Results: Non-anergic responses were observed in 216 (72%) participants, while 86 (28%) individuals were anergic prior to HAART initiation. Demographically there were similar distributions of age at HIV diagnosis and HAART initiation, as well as gender and race or ethnicity. There were no significant differences between non-anergic and anergic participants in pre-HAART CD4 count (409 cells/μL, interquartile range (IQR) 315–517 vs. 373 cells/μL, IQR 228–487; p=0.104) and VL (4.3 log10 copies/mL, IQR 3.4–4.9 vs. 4.4 log10 copies/mL, IQR 3.6–5.0; p=0.292). Median CD4 gains 24 months after HAART initiation were similar between the non-anergic (220 cells/μL, IQR 115–358) and anergic groups (246 cells/μL, IQR 136–358; p=0.498). For individuals anergic before HAART initiation, DTH normalization occurred at 24 months post-HAART in the majority of participants (51 of 86, 59%). Normalization of DTH responses was not associated with CD4 count at HAART initiation (OR 0.73, 95% CI 0.47, 1.09 per 100 cells; p=0.129) nor with AIDS diagnoses prior to HAART (OR 0.34, 95% CI 0.04, 2.51; p=0.283).

Conclusions: DTH responsiveness has been shown to predict HIV disease progression independent of CD4 count in untreated individuals. In the setting of HAART, pre-HAART anergy does not appear to impact CD4 gains or the ability to normalize DTH responses after 24 months of VL-suppressive HAART.

Keywords: HIV; HAART; antiretroviral therapy; delayed-type hypersensitivity; DTH; CD4 cell count; anergy; anergic.

Received 8 July 2013; Revised 21 November 2013; Accepted 19 December 2013; Published 4 February 2014

Copyright: © 2014 Minidis NM et al; licensee International AIDS Society. This is an Open Access article distributed under the terms of the Creative Commons Attribution 3.0 Unported (CC BY 3.0) License (http://creativecommons.org/licenses/by/3.0/), which permits unrestricted use, distribution, and reproduction in any medium, provided the original work is properly cited.

Minidis NM et al. Journal of the International AIDS Society 2014, 17:18799
http://www.jiasociety.org/index.php/jias/article/view/18799 | http://dx.doi.org/10.7448/IAS.17.1.18799

Introduction

With the increased success of newer highly active antiretroviral therapy (HAART) regimens, the morbidity and mortality of patients taking HAART in the United States continue to decline [14]. The goals of HIV treatment include improvement in clinical signs and symptoms of HIV disease, prevention of HIV transmission, suppression of plasma viral load (VL), and improvement in immunologic function. In clinical practice, the immunologic outcome of HAART is typically measured by CD4 cell reconstitution. However, additional information about a patient’s immunologic health can be ascertained by evaluating for AIDS outcomes and performing other laboratory studies, including serologic responses to vaccines.

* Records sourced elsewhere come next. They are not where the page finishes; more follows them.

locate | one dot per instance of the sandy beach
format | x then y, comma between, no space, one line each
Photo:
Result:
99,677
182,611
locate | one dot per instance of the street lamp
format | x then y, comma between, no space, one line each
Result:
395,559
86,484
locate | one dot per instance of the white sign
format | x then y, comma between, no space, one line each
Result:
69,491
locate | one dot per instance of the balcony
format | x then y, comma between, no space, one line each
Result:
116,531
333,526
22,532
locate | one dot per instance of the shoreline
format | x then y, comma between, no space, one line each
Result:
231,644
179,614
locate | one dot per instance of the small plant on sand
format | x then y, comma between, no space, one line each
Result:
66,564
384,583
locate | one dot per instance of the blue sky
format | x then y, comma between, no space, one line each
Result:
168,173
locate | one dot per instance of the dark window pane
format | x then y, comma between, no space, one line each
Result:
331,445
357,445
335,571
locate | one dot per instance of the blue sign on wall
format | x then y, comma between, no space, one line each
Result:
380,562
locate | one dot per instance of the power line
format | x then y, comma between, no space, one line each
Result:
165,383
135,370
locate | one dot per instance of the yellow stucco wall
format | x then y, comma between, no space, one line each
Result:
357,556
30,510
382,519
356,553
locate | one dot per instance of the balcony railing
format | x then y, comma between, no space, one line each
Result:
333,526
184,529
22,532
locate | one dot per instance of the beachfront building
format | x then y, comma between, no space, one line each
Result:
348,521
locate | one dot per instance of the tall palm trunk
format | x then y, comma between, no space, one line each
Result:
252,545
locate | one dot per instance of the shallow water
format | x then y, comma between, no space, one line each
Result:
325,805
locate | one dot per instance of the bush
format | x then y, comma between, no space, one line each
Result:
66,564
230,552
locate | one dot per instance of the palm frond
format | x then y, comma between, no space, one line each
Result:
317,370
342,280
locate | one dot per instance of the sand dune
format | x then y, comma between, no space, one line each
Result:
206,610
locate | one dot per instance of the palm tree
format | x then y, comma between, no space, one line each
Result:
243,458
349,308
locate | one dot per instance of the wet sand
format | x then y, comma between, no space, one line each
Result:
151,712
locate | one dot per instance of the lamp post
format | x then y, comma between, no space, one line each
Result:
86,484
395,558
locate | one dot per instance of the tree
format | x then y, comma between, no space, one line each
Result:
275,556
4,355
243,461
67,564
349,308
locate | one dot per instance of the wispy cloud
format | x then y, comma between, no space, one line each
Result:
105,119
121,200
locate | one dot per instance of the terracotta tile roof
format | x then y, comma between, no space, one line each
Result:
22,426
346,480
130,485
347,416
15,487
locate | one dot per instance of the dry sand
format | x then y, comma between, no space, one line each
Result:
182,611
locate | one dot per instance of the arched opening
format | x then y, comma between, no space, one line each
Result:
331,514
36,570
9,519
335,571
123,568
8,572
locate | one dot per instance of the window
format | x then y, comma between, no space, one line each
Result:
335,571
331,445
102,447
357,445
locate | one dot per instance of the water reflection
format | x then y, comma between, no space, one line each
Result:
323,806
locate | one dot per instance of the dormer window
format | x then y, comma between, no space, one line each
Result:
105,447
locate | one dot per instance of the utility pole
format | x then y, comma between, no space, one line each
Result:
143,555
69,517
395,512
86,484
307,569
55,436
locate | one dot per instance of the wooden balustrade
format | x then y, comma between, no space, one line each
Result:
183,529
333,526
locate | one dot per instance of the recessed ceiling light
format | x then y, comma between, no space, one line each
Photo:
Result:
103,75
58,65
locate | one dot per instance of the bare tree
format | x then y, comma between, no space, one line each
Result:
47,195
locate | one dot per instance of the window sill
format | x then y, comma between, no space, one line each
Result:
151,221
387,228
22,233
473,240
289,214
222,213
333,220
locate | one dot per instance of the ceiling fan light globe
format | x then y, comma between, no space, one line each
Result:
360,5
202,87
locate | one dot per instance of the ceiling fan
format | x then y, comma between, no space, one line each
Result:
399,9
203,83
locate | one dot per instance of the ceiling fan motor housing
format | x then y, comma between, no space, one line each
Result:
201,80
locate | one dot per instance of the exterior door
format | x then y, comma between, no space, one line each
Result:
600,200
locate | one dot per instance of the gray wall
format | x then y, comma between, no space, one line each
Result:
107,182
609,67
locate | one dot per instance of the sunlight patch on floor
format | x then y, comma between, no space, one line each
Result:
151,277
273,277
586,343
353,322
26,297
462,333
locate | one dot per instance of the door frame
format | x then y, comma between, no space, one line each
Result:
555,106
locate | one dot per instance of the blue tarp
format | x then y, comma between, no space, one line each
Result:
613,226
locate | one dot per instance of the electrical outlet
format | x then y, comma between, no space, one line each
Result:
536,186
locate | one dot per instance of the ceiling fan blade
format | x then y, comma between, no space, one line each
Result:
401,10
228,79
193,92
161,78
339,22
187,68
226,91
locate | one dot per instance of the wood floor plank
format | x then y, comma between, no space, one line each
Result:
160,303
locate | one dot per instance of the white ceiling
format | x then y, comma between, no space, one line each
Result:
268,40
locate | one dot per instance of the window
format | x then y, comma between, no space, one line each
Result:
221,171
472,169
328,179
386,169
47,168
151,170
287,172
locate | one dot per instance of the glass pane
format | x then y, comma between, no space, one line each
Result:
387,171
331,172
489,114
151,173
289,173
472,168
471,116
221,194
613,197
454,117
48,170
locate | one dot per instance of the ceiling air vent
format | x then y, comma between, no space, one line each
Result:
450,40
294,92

Another method of assessing immune function that can be readily performed in clinical settings is delayed-type hypersensitivity (DTH) testing. As an in vivo assessment of cell-mediated immunity (CMI), DTH testing is performed by intradermal application of antigens with subsequent measurement of the local cutaneous reaction.

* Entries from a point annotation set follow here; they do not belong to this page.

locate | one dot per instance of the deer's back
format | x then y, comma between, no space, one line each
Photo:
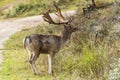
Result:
40,43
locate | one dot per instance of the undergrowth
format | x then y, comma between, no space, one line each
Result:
86,57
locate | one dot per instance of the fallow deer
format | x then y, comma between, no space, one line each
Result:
38,44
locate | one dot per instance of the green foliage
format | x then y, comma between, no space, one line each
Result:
81,59
35,7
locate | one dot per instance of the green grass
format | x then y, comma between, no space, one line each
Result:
67,65
4,2
80,59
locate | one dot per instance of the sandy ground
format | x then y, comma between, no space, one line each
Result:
9,27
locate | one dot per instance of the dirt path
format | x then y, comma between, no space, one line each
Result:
9,27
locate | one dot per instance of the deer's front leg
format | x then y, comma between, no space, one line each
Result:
50,63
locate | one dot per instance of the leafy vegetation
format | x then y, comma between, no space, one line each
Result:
85,57
35,7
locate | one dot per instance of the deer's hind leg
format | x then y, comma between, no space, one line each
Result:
33,57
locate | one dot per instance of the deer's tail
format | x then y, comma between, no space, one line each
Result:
26,41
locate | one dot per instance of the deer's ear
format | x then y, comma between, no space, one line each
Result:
65,26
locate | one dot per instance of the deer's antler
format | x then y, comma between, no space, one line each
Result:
47,17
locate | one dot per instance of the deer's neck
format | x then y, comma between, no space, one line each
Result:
65,36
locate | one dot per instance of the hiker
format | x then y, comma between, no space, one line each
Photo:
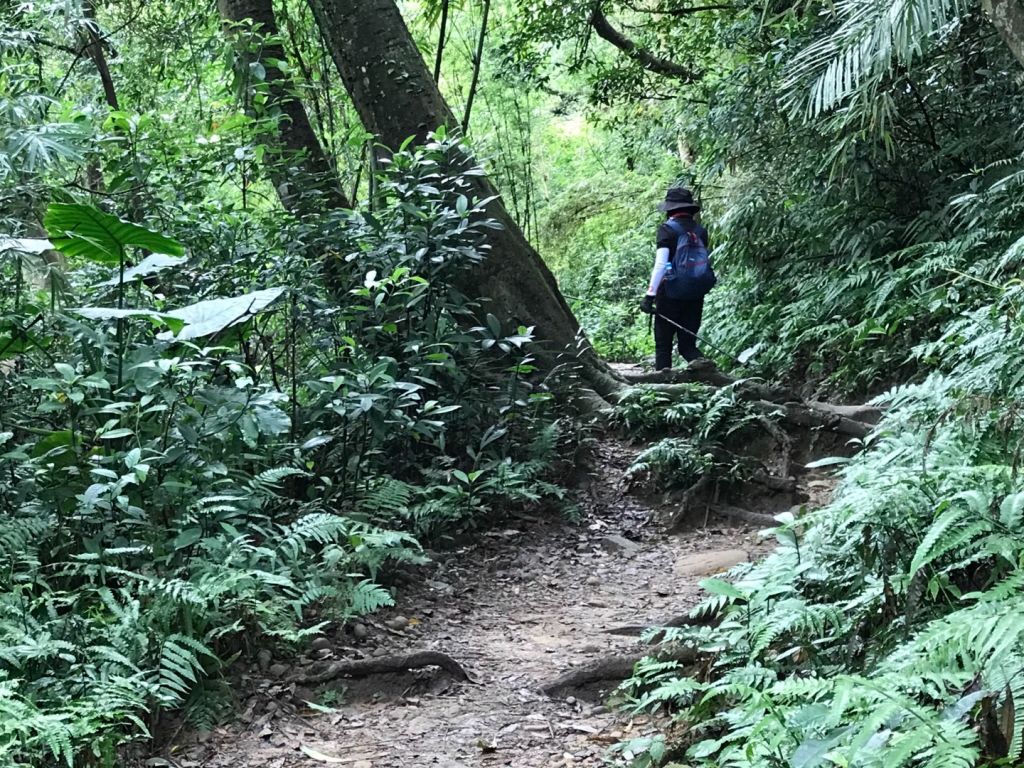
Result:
681,276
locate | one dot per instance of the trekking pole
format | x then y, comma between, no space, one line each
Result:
702,340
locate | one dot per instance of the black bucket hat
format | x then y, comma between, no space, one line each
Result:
679,199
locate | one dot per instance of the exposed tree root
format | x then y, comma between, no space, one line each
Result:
856,421
684,621
399,663
612,668
687,501
779,484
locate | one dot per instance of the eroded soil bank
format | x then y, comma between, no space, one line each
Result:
529,601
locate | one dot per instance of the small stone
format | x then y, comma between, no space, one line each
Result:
621,544
303,694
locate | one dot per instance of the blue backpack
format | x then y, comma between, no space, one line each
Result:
690,274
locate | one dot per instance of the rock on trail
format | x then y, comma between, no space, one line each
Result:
516,609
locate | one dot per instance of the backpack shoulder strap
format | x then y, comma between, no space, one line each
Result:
677,226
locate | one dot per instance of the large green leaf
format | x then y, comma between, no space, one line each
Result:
25,245
213,315
82,230
150,265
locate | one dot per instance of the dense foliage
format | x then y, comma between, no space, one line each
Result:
179,477
230,401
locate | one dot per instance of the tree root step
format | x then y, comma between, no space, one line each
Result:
384,665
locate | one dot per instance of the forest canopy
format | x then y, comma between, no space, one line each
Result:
293,291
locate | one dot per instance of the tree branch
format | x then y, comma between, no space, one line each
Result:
679,11
642,56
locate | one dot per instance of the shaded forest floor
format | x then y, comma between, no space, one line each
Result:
524,604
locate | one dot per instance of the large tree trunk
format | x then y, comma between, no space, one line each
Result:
397,98
300,167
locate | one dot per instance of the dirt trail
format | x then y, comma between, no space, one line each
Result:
525,604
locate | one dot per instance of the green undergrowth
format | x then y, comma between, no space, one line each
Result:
886,629
217,443
693,431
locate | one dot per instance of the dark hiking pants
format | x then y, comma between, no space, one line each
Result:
685,313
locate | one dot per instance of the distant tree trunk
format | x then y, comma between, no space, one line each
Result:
441,35
477,66
1008,17
396,98
302,167
94,47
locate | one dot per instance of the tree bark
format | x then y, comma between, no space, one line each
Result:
1008,17
396,98
642,56
300,167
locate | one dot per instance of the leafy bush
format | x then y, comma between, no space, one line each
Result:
180,476
705,424
886,629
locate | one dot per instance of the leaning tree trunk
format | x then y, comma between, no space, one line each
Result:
299,167
397,98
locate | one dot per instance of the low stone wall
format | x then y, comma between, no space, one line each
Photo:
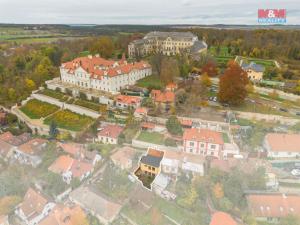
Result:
267,117
74,108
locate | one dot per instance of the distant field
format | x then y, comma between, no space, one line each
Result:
36,109
70,121
21,36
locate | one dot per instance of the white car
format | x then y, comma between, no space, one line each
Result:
295,172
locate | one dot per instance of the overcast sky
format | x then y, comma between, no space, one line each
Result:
142,11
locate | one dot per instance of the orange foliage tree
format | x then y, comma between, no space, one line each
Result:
210,69
233,84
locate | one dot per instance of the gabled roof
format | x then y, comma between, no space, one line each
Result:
153,158
222,218
127,99
163,97
203,135
98,67
281,142
33,203
61,164
112,131
80,168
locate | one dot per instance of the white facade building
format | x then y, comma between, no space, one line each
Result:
94,72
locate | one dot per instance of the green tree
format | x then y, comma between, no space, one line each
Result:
173,125
103,46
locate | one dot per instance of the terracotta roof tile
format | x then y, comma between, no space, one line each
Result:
204,135
112,131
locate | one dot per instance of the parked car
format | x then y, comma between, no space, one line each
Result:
295,172
283,109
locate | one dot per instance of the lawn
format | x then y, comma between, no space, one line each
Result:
70,121
54,94
36,109
115,183
152,137
151,82
90,105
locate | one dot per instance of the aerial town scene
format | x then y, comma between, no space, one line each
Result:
180,112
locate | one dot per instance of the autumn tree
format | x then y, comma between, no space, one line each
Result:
103,46
205,80
233,84
169,70
210,68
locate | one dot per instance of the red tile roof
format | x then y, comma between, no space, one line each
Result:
283,142
203,135
112,131
163,97
141,110
187,123
147,125
221,218
61,164
99,67
274,205
80,168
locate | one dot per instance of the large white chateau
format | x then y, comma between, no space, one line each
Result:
167,43
94,72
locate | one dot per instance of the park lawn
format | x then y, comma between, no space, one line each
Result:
68,120
90,105
36,109
152,82
54,94
152,137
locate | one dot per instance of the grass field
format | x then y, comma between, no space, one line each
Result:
87,104
36,109
151,82
54,94
70,121
152,137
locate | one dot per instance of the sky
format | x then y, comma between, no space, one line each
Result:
142,11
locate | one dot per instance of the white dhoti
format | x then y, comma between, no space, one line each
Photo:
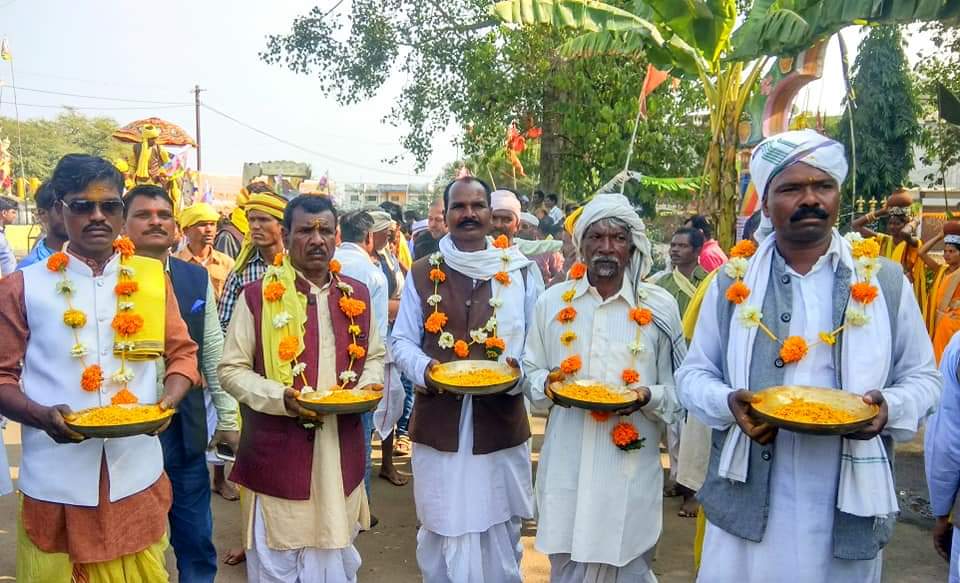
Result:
493,555
307,565
564,570
471,508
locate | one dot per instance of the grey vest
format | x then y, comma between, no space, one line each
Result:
742,508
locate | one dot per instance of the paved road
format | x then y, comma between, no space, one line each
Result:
388,550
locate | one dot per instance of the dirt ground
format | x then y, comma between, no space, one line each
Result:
388,550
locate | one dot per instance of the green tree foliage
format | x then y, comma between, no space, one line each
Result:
45,141
885,120
460,67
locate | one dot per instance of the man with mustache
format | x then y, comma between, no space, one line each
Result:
303,472
149,223
471,464
599,497
808,308
92,509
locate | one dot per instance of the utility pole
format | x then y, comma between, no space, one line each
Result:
196,116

DTH responsiveness is typically reduced in patients living with HIV compared to seronegative individuals [5,6]. For example, >90% of HIV-uninfected individuals will be reactive, or non-anergic, to DTH recall antigens [7,8]. In contrast, approximately 60% of those living with HIV have non-anergic DTH responses [9,10]. In individuals with untreated HIV, DTH responsiveness is typically greater in those with CD4 cell counts >400 cells/μL compared to those with <400 cells/μL [6], with anergy to DTH antigens often observed in those with very low CD4 counts [5,11,12]. DTH responses have also been shown to decline in parallel with CD4 cells in untreated patients [10,11]. Despite the association between DTH and magnitude of CD4 count, DTH responsiveness has been shown to be a predictor of HIV disease progression independent of CD4 cell count in the absence of HAART [5,6,8,9].

DTH responses have also been studied in patients receiving HAART. In addition to immune reconstitution measured clinically by CD4 cell gains, several studies demonstrated an improvement in DTH responses after initiation of HAART [1214]. However, despite successful treatment, DTH responsiveness remains impaired for many patients on HAART [12,15]. Since DTH responses have been used to prognosticate HIV outcomes in untreated individuals, DTH testing may have potential for use as a predictor for HAART outcomes. In order to investigate the predictive value of DTH testing in the current study, our first aim was to retrospectively analyse whether non-anergic pre-HAART DTH status predicted more robust CD4 cell gains after initiation of VL-suppressive HAART in the U.S. Military HIV Natural History Study (NHS). For our second aim, we studied the frequency of post-HAART DTH normalization in those with anergy prior to HAART initiation (HI) and the factors associated with improved DTH responses.

Methods

The NHS is a prospective observational cohort of over 5500 military members, dependents, and beneficiaries who have been evaluated for HIV-1 positive status in the military healthcare system since 1986 [16]. Study visits occur approximately every 6 months at selected US military treatment facilities, with systematic data collection including demographic characteristics, laboratory and treatment records, and reports of clinical events with medical record confirmation. All participants enrolled in this Institutional Review Board-approved study provided written informed consent and were ≥18 years of age.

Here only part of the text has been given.